Thursday, April 7, 2011

London Doesn't Want Me to Leave, Either

I think it's pretty clear that if I could stay here in London for the rest of my life, I would. But I believe I've also mentioned that I've begun to realise how hard that would be for an American right out of an American college. If I haven't mentioned it, basically this is the deal: It's really hard.

The UK seems to operate under this motto: "We LOVE foreigners! Come visit! Yeah, we said visit, not live. Go home, love." It's really hard to get permission to live here permanently or even semi-permanently. This time it wasn't too bad because I was on a student visa, and I suppose I could go to grad school here if I hadn't decided halfway through high school that seventeen years of academia was more than enough for me, thank you.
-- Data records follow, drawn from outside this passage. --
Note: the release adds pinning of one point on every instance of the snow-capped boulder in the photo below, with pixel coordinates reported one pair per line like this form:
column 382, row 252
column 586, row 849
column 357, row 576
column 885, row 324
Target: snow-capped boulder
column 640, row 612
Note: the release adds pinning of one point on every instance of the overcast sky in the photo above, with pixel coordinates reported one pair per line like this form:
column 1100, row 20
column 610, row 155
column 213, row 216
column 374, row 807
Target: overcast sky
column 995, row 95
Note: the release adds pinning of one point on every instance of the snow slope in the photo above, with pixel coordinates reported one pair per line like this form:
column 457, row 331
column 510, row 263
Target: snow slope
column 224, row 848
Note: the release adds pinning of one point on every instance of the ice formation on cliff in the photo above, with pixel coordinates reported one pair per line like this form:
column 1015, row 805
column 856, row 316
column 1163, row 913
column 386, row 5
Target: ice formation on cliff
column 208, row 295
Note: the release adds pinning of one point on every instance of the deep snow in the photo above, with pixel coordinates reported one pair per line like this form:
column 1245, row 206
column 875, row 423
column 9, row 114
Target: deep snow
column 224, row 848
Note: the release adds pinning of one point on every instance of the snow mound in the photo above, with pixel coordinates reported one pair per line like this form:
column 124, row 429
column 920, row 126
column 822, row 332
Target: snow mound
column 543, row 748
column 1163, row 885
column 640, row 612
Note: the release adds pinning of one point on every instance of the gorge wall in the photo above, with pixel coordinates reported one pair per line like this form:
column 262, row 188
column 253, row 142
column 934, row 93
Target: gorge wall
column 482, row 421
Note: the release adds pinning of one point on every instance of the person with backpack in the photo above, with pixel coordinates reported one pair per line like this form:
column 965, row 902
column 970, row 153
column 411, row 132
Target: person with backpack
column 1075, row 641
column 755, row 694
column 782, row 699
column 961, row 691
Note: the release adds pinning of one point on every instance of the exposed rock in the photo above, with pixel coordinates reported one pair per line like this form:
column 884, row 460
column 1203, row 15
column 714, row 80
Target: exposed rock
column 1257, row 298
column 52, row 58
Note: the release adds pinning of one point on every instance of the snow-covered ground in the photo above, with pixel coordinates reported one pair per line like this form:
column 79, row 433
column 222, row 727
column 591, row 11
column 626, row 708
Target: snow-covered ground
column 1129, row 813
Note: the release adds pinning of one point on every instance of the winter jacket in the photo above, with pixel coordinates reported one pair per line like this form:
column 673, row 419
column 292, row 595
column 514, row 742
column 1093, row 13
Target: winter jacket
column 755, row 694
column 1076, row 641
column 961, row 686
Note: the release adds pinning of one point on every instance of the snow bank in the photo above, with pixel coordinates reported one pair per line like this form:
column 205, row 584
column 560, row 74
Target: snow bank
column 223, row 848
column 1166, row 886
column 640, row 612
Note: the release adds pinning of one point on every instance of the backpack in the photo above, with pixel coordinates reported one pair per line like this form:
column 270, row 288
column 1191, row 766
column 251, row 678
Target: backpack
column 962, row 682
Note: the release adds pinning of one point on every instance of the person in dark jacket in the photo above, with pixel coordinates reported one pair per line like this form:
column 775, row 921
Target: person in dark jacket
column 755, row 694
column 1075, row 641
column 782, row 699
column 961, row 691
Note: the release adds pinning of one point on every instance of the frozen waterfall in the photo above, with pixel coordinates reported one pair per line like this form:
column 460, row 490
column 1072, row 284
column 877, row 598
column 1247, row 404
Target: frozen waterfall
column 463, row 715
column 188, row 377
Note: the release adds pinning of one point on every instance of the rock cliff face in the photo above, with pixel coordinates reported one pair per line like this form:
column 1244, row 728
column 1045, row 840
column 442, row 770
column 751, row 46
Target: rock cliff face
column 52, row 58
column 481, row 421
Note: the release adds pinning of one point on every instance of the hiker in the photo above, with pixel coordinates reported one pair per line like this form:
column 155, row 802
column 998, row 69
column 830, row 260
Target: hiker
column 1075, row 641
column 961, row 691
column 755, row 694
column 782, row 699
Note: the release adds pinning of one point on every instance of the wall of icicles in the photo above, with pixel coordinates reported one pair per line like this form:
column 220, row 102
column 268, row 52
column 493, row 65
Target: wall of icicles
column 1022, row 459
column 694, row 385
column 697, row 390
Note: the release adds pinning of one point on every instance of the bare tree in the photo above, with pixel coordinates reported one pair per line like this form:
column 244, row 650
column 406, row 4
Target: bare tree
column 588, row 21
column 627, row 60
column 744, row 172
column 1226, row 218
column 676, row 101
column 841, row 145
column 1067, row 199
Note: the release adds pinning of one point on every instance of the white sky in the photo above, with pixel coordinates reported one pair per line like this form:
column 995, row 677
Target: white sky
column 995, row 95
(Side note: seventeen years of school? Are we all insane? Life is short and experience is the best school there is. It is also, in some cases, less expensive. Seventeen years... minimum, in most cases.)

So while grad school may be an option for me down the road, it isn't my plan for right after graduation, and therefore will not be my way of getting into this country. It seems the only other way is the horrible catch twenty-two of employment. Hey, look! There's a job that's perfect for me in London! I think I'll apply... oh, I have to be a UK resident? Okay, well how about I move there and then apply. You want me to have a job before I move there? All right...

Oh, no, wait- there is another option! I could marry someone here! That's cool... except that I don't have an English significant other and call me old fashioned, but I'd prefer not to pull someone off the streets and marry them.

So my options are limited. But I did get a ray of hope today- two in fact- that might make my hypothetical move to England easier. First of all, my inbox on the casting service I signed up for has been exploding lately. Sadly, the jobs are a high enough caliber that I need to upgrade to get details, and I think it's a little late to do that, but at least I know that, if I move here, that's one reliable source (I did go on one of the auditions I was notified about and it was great.)

(Another side note: it seems to me that a lot of drama schools here- on the high school and university level- also act as their students' agent. I know Kate Winslet got her first movie role through her theatre school. I think it's a good idea- who knows you and your abilities better than your acting teachers? This is most definitely not ALL theatre schools here, but it is common. It's also completely unheard of in America and I'd like to know why.)

The other sign from the universe was shoved under my door- it was a guide to house hunting, put together by QM. While a lot of it means nothing to me, never having gone house (or apartment) hunting before, one of the back pages has a chart of apartment rent rates in areas all over the city.

This is helpful because for kicks, I've been checking out apartment rental prices around London, and most of the time, the number is so high that I have to revive myself afterward. The usual-ish rate it around 200-400 pounds. Not to bad, right? Not until you realise that they pay per WEEK here, not per month. And I know that it's more expensive because I'm looking into a city, but still. That's a lot of cash, even if you do have a roommate.

But even though the prices are sky-high, I still would like to see these two things as signs that London would like me to stay. I can't do that, as I must go back to Arcadia, but returning? I'd like to think it's an option.

If anyone is reading this and they have any tips on these kinds of things, feel free to comment away below. I may not necessarily be moving to an apartment here in almost a year's time, but I'll be moving to an apartment somewhere. Yeah... I just registered for my senior year classes. Who's scared? This girl.

Script Frenzy update: 25/100 pages. Going to a write-in tonight, so hopefully I'll have a bunch more by tomorrow.